ACTION for slander, brought to and tried by the Court of Common Pleas in Hartford County, Coats, J.; facts found and judgment rendered for the plaintiff for $150, and appeal by the defendant. No error.

Andrew J. Broughel and Birdsey E. Case, with whom was Joseph L. Barbour, for the appellant (defendant).

Sidney E. Clarke, for the appellee (plaintiff).

This is an action for slander. The slanderous words alleged were actionable per se, and the court found that they were false and malicious. It therefore properly overruled the defendant's claim that the plaintiff was entitled to only nominal damages.

The evidence of Mrs. Reed as to the speaking of the words was properly received. She stated, it is true, that they were spoken some time in February, the month in which the suit was commenced, and the ground of objection was that it did not appear that the words were uttered before the bringing of the action.

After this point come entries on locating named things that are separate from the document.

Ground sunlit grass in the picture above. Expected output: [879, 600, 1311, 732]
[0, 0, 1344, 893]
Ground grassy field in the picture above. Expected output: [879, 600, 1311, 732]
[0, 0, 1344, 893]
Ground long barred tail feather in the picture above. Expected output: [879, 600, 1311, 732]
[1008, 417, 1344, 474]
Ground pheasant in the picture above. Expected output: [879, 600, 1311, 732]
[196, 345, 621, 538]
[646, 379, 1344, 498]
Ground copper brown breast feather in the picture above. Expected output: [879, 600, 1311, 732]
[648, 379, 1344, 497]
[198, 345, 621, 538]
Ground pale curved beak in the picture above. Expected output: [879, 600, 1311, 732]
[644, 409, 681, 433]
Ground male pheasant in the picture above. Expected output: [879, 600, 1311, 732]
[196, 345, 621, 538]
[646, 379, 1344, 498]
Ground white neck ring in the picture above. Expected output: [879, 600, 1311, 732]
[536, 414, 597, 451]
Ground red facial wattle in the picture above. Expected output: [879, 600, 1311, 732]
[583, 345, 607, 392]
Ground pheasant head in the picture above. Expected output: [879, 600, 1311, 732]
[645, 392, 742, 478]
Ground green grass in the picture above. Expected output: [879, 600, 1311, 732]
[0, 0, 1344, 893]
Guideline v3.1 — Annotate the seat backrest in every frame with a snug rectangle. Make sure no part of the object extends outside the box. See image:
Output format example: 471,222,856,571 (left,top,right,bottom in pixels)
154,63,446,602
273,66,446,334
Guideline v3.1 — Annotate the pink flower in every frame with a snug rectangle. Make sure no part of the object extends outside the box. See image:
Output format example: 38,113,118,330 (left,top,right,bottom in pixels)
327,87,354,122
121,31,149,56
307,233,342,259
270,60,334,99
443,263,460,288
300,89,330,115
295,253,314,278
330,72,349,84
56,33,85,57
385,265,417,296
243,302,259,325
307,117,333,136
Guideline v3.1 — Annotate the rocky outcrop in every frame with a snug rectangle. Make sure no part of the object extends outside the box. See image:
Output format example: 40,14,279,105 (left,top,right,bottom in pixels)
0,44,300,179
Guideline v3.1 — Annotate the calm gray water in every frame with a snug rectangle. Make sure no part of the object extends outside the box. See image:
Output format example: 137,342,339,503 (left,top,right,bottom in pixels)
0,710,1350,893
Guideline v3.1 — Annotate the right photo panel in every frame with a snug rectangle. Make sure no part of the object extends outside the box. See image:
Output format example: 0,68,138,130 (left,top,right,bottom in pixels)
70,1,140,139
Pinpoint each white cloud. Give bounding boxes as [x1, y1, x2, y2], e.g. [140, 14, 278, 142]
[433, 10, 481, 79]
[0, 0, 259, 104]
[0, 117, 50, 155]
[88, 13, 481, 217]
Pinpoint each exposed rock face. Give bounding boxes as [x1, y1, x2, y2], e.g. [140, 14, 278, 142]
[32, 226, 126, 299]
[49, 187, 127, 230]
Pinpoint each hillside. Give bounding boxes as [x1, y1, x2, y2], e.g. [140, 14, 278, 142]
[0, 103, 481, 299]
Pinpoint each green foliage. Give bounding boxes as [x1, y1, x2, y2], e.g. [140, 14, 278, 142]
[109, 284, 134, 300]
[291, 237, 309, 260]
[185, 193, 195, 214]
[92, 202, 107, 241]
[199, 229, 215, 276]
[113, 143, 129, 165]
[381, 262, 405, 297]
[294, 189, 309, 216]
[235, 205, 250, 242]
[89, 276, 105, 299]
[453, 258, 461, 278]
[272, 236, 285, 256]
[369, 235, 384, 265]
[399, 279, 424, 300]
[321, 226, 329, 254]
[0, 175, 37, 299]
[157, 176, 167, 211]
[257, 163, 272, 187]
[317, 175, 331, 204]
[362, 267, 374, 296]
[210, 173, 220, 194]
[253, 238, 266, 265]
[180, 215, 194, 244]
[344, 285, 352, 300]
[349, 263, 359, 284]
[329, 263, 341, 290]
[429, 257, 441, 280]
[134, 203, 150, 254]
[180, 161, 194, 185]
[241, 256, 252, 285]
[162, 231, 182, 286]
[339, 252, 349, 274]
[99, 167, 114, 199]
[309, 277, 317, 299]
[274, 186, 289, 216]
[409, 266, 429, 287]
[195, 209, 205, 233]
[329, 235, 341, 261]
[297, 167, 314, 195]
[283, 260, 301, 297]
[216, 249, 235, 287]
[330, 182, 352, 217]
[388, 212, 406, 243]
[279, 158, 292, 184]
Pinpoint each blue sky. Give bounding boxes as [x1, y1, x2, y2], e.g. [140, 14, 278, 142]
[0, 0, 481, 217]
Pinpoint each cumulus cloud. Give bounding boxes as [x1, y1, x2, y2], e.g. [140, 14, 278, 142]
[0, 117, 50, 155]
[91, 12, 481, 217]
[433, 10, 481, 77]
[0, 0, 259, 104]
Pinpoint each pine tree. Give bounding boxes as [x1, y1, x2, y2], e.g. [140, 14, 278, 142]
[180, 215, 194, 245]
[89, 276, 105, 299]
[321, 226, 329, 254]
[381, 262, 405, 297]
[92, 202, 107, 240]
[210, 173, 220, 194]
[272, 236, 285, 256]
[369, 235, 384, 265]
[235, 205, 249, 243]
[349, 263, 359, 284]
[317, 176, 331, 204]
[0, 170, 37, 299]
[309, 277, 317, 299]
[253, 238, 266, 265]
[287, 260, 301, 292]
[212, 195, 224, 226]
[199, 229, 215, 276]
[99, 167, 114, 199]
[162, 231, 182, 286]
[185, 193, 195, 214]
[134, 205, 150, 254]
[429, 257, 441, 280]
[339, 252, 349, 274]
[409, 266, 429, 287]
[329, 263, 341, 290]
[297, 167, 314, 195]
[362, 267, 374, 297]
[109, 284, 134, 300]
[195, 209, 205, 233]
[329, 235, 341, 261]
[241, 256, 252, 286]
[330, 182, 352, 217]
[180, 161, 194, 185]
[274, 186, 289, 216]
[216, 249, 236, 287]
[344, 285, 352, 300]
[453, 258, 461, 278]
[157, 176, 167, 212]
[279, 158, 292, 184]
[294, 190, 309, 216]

But she fixed the date as being on the day that she learned that the plaintiff had received a certain letter from the defendant, and there was evidence offered tending to prove that this was on the twentieth of February. The action was commenced on the twenty-third of February.

The testimony of the same witness, to prove a subsequent repetition of the same words by the defendant concerning the plaintiff, was properly received for the purpose for which it was offered, to prove actual malice and thus lay the foundation for enhanced damages.

The letter from the defendant to the plaintiff, Exhibit A, was properly received in evidence in connection with testimony showing that it was the one referred to by Mrs. Reed, that it was received by the plaintiff on February twentieth, and that she at once notified Mrs. Reed by telephone that she had received it. The evidence tended to fix the time when the slander was uttered, and to show that it was prior to the bringing of the action.

The questions asked the plaintiff on cross-examination as to her previous arrest for damaging the defendant's property, and her having settled for such damage, were properly excluded. Neither of them tended to show a contradiction of the witness' former statements and thus affect her credibility, and they were not admissible as tending to show bias on the part of the plaintiff in giving her testimony, these being the grounds upon which they were claimed. Similar questions asked of the defendant for the same purpose upon direct examination were also properly excluded.

The admission of the package, Exhibit B, a package claimed to have been sent by the defendant to the plaintiff, was objected to upon the ground that it had not been shown that the defendant sent it. The court had before it Exhibit A, acknowledged by the defendant to have been written by her, and the address upon the wrapper of Exhibit B. There was also the testimony of witnesses that in their opinion the writing on the wrapper of the package was the defendant's. We cannot say that the court erred in overruling the objection and admitting the exhibit.

The correctness of the court's action in refusing to find certain facts and in finding others improperly, is raised on the appeal. We have examined the evidence and find no ground for changing the finding as made.